PHD starts telling me how the day went.  The boys wanted to ride their bikes to school so they took off on their bikes and when PHD tried to follow them the pedal fell off his bike.  He was already way behind them and jumped on my bike to catch up.  By the time he reached the school, they were already in.  He had to chase them down because they had talked him into carrying their lunches.  Only there was a BBQ lunch at school that day so he didn't even have to pack a lunch.  I could have let it go but I didn't. I wanted to get to his sheepish look quickly. (Ahh, there it is.  Sooner than I expected.)  Then, he says, "I was pretty stressed because I went to Staples and got stuck in traffic so I was worried I would be home late.  I wasn't late but our two and the two from down the street and the mom (southern thumb point) were all standing on the doorstep.  She said she would take them all to her house."  (I didn't even say anything about the trip to Staples.  Pretty generous-of-spirit of me as he isn't allowed to go there due to an unexplainable addiction to office organizers.  I do try to be kind.) I said "It's early dissmissal today. Maybe you were late?"  "Oh.  right. What time do they get out?"  Doesn't matter.  We'll have to reteach you in September, anyway.  Or maybe I will start a little homeschooling in August, for PHD.  Or not - it seems a little ambitious for me.

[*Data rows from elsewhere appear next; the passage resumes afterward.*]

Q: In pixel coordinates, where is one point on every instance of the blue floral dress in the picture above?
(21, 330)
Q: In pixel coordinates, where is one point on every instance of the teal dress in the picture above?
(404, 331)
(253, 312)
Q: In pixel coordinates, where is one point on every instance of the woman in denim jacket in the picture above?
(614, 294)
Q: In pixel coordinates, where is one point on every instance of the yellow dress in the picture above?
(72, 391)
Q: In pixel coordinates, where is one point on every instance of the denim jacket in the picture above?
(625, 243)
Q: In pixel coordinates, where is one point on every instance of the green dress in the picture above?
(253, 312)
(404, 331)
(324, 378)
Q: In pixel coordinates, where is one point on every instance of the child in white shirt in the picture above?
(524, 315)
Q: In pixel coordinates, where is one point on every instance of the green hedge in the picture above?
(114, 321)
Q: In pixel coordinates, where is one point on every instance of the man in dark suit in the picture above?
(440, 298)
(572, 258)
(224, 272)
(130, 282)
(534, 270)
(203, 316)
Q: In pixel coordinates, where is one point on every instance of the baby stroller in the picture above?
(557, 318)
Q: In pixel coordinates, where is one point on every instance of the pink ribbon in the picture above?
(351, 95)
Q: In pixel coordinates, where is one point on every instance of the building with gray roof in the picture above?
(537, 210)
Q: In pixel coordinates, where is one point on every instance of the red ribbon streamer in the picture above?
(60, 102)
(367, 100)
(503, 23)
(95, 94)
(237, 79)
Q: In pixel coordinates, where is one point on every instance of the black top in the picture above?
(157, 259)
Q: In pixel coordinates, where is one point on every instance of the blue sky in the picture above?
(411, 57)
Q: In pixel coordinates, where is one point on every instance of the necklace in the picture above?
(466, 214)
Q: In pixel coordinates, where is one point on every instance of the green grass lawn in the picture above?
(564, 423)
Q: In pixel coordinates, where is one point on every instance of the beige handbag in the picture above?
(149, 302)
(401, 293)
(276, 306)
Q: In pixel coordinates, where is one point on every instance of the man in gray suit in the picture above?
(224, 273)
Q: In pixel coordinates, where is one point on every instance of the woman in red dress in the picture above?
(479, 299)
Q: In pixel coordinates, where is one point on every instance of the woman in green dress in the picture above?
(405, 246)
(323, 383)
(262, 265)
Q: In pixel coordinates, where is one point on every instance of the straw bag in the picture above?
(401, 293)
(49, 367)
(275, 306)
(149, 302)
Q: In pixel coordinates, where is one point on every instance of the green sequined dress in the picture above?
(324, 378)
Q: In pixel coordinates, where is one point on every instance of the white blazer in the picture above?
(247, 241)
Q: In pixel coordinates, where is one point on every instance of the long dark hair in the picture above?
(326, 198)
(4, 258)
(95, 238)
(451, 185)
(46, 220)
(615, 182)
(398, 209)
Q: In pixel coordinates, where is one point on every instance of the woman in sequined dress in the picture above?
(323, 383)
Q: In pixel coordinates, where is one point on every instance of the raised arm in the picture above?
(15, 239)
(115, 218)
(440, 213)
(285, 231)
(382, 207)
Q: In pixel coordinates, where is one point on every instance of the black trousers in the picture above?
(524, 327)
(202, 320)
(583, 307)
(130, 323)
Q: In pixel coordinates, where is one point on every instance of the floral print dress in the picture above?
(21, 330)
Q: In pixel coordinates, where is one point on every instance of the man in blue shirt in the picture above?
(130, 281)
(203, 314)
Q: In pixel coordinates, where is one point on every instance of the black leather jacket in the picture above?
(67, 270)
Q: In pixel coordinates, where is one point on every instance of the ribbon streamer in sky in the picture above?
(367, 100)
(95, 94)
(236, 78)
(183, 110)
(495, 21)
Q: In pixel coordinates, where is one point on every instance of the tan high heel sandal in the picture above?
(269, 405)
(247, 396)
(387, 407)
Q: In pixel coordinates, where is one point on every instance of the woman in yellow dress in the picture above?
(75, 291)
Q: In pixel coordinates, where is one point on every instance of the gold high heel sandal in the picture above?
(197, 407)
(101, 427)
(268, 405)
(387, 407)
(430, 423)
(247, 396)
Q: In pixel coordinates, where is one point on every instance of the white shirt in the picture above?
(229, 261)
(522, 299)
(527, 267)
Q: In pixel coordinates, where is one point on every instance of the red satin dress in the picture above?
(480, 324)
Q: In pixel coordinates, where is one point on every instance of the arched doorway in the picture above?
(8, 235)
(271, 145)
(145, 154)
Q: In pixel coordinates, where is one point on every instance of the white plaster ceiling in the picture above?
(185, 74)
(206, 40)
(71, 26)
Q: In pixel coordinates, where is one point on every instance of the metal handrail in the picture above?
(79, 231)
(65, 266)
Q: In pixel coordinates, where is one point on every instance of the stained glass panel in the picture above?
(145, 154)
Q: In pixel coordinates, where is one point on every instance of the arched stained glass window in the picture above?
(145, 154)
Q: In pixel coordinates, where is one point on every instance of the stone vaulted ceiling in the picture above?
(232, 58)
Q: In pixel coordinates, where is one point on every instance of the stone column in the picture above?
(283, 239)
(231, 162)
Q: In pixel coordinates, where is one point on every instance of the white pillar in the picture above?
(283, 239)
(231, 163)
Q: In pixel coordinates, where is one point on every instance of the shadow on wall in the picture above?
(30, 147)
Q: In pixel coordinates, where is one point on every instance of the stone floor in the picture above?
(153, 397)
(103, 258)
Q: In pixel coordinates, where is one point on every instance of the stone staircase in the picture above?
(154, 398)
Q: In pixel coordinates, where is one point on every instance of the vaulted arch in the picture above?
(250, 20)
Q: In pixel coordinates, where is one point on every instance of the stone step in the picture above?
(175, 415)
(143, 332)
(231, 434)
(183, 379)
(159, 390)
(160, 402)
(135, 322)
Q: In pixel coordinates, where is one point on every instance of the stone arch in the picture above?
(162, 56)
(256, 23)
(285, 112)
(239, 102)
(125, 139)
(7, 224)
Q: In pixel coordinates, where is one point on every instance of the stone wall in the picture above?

So, as you can see, the MacFuddles do need a village to raise their children.  Thank you "mom down the street", who miraculously seems to always know where her kids are, and mine. 

I now need to go google "How to make cool father's day presents out of a file organizer." Ideas are gratefully accepted...



Thursday, June 2, 2011

Extreme Makeover

You may or may not have noticed that I haven't posted in a while - we were so busy for the last month or so, we didn't even have time to get the boys haircuts.  That, and they were both trying to grow their hair out.  Not like Justin Beiber, he's dumb.  More like Ron in Harry Potter, he's so not dumb.  I guess.  After the first outdoor swim of the year, Boy 2 declared, "I need a haircut.  My sidebangs are poking in my ears.  I don't like it."



I kind of like the Ace Ventura side sweep

Concerned he might take matters into his own hands, I got him to the hairdresser immediately.  Never one to do things half way, he declared to the stylist, "I need a buzzcut".  Five minutes later, here he is:


Now you can see the nice bruise down the middle of his forehead
 When Boy 1 came in the house with his newly shorn brother, PHD wanted to know who new kid was.  I made fun of PHD for a while then an hour later lost Boy 2 on the soccer field.  I was looking right at him, I just didn't recognize him.  You would think "sidebangs" were poking me between the ears.  Something's not working right.